夢の中には、それは可愛い娘が現れて、ベッドで横になる悠介の傍らで微笑んでいる。
彼女は年の頃は二十歳くらいだろうか。紫色の洋服がやけに似合っている。紫なんて本当は熟年の女や、水商売の女にしか似合わないと思っていたのに、こんな可憐な少女にも似合うんだ……。
そんなことを考えていると、ベッドに寝転ぶ自分の横にするりと入って来た。
「えっ、どうして……」
その娘はひと言もしゃべらない。
しかし、その顔には優しげな頬笑みを浮かべている。
せっかくそんな素敵な娘が横に並んで寝転がってくれても何もできない。悠介はまだ女を知らないから、どうにかしたくてもどうして良いやら分からないのだ。

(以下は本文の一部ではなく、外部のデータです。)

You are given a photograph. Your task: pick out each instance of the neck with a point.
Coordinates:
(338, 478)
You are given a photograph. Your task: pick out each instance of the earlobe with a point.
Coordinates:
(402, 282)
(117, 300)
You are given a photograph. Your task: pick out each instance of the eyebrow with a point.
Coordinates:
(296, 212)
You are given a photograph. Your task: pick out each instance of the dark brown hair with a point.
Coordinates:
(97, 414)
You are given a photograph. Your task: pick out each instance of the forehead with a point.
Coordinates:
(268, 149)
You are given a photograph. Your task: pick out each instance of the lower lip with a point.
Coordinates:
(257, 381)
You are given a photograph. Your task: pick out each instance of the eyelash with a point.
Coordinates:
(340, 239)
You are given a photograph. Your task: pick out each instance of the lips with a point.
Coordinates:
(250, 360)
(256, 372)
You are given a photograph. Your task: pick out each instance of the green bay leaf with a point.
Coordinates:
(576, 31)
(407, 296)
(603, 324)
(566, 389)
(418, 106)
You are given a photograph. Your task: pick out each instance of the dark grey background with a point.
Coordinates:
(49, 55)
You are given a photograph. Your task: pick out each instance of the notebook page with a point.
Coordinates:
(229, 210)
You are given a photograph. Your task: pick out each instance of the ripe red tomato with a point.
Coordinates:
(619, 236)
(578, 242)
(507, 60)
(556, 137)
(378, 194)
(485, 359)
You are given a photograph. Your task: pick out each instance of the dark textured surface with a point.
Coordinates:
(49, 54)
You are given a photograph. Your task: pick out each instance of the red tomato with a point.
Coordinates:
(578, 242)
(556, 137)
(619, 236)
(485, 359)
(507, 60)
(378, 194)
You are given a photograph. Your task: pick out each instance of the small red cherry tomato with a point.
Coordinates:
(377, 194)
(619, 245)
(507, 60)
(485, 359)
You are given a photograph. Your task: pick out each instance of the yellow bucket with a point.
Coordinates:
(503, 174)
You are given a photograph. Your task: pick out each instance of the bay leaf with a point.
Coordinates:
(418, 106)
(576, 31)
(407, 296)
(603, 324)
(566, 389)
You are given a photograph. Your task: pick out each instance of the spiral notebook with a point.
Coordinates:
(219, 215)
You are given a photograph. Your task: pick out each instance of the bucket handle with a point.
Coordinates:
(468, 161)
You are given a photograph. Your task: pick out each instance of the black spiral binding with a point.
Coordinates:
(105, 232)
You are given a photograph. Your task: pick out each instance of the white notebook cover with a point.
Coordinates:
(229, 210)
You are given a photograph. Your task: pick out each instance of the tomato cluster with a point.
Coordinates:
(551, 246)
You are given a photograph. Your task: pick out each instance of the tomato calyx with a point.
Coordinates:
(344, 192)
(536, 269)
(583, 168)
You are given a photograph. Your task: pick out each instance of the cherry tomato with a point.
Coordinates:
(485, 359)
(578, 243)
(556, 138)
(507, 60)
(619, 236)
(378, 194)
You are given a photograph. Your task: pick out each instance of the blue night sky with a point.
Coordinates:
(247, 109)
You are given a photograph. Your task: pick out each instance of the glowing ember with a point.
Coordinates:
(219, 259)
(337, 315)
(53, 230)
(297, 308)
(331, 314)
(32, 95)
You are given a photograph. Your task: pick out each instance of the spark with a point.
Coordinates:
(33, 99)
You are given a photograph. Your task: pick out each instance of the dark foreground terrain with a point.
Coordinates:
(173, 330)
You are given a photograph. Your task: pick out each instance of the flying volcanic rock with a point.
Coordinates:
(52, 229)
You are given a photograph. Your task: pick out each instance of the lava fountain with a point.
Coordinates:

何もしようとしない悠介に、その娘はそっと伸びをして、悠介の唇を指で触れ、そして可愛いピンクの唇を近づけて来た。
「えっ! ちょ、ちょっと待って!」
慌ててそう言ったつもりだが、実際には声は出ていない。
「そうか、夢だったんだ」
夢の中で、なぜか納得している。
悠介にとっての初めてのキスは、限りない優しさと温もりを感じさせるものだった。
眠っているはずなのに、自分がすぅ〜っと瞳を閉じたと感じた。
彼女からは秋のそよ風の薫りがした。優しい秋の風に乗って、彼女とワルツを踊っている。一方で「自分に踊りなんてできたっけ?」と考えながら――。
ふと気づくと、いつの間にか自分が風になって、彼女と一緒に空を飛んでる。眼下に見える景色は初めて見る景色だった。遠くに灯台が明かりを灯し、その向こうには暗い海が広がっていた。